Thursday, April 12, 2012
The Night WBT signed off early
The Night WBT Signed Off Early
Without a doubt the king of the Disc Jockeys when we were at Central was Jimmy Kilgo. Who can forget Kilgo’s Korner…with his engineer Francis Nockamuro…spinning OUR songs on WIST on “Big Ole Friday Date Nights’ as we par….uh…drove around town in our parent’s car.
As I recall, Kilgo’s Korner ended around 11:30, so if we were still out after that, we tuned in to WBT for “Raiford at Random.” Bob Raiford was the host and In my opinion the smoothest and most sophisticated DJ Charlotte ever had.
But, he made one “mistake” that WBT never forgave him for…..and in fact, fired him for.
On the air.
This happened a year or so after we graduated, but I remember hearing the broadcast that night.
He played an interview he recorded with a bunch of Central High School students.

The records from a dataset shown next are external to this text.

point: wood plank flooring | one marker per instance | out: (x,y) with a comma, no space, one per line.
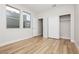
(40,45)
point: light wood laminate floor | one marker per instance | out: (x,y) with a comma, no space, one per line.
(40,45)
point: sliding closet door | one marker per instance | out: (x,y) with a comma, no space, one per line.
(65,26)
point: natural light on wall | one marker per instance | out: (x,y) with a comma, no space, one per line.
(11,9)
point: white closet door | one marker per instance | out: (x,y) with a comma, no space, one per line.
(65,27)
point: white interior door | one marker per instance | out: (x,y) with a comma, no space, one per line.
(65,27)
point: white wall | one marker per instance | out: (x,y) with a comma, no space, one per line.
(53,20)
(11,35)
(76,26)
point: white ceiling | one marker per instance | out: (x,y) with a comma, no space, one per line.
(39,7)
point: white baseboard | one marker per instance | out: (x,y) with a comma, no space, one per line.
(9,42)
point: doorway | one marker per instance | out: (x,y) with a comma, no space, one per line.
(65,26)
(40,26)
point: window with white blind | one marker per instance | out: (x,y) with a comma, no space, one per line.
(12,17)
(26,20)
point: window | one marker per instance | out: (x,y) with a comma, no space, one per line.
(26,20)
(13,17)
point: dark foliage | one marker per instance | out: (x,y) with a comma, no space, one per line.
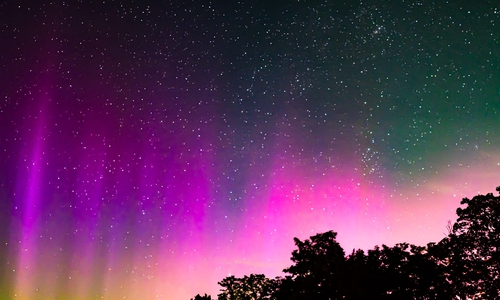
(464,265)
(204,297)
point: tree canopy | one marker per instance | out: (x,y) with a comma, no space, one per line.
(463,265)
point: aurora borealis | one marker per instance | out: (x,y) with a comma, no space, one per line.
(150,149)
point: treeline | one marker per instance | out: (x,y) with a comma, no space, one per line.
(463,265)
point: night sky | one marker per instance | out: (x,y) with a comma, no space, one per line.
(152,149)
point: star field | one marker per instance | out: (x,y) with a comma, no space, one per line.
(150,149)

It all seems so insignificant and “much ado about nothing” now, but in the early 50’s radio stations were just beginning to stretch their legs as far as local programming was concerned, after 40 years of mostly re-broadcasting network programming, i.e., soap operas, comedy shows and dramas.
Plus, this was the era of the “Fairness Doctrine,” and radio stations went out of their way to NEVER say or DO anything that was the least bit controversial. Otherwise, they would be inundated with people from “the other side” demanding “equal time.”

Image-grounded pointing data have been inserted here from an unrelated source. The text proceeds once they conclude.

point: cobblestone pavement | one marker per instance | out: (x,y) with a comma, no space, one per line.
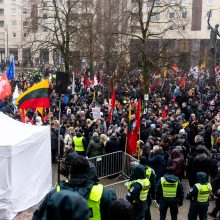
(121,192)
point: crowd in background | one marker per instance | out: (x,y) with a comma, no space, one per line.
(186,139)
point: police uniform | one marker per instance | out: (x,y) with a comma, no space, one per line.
(169,194)
(79,145)
(151,176)
(94,202)
(138,188)
(82,180)
(199,196)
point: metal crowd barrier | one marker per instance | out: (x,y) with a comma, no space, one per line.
(114,170)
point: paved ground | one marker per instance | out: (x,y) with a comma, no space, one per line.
(121,192)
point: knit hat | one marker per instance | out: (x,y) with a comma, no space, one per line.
(79,165)
(66,205)
(95,134)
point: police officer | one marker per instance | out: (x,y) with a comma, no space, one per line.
(83,180)
(199,196)
(169,194)
(79,143)
(150,174)
(63,205)
(138,187)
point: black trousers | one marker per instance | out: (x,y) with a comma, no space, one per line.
(198,209)
(164,205)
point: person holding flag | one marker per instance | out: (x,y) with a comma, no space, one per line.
(11,70)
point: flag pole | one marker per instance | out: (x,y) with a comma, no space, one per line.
(58,167)
(139,136)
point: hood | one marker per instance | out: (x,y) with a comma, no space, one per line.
(176,153)
(66,205)
(201,157)
(96,139)
(202,177)
(138,172)
(170,178)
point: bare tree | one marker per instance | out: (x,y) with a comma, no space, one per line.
(151,21)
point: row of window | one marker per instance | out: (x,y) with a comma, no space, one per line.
(13,23)
(14,35)
(185,2)
(13,11)
(156,16)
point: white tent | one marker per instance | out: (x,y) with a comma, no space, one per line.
(25,165)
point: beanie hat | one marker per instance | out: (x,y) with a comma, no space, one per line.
(79,165)
(66,205)
(170,170)
(121,209)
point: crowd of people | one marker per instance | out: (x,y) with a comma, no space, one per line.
(183,143)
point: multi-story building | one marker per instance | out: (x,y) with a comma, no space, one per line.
(186,24)
(192,36)
(13,33)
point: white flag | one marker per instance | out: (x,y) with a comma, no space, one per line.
(73,84)
(15,96)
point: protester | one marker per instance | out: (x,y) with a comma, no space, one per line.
(169,194)
(121,209)
(63,205)
(179,122)
(95,147)
(138,187)
(199,197)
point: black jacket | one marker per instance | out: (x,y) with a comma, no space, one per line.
(179,194)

The controversy had to do with the singer Nat Cole, who had been attacked on stage by some racist rednecks in Alabama. Raiford, who was very aware that WBT…with its 50,000 watts….beamed all the way up the Eastern Seaboard, felt compelled to let his audience know that what happened in Alabama could and would not happen in Charlotte NC.
He taped an interview with the Charlotte chief of police Frank Littlejohn…who denounced the Alabama attack and vowed that he would never let such a thing happen in Charlotte. Also on the tape were several CHS students who all denounced the perpetrators of the Alabama incident.
Raiford was proud of the interviews and told WBT’s management about it and that he planned to broadcast the tape on his show that night. He told me years later that he thought he might win some kind of award for a major southern radio station to take such a stand.
Instead, the WBT suits decided that it would be TOO CONTROVERSIAL…….and directed Raiford NOT to play the tape on his program.
Raiford ignored their order…….and told his listeners about the tape and that the station managers had
Ordered him NOT to broadcast it on his show, but that he was going to anyway.
He did.
A few moments after the last interview with the CHS student, Raiford got a phone call from WBT’s management…….firing him and ordering the engineer to sign the station off the air immediately.
With the strains of the song “For All We Know” in the background, Raiford was truly “at Random.”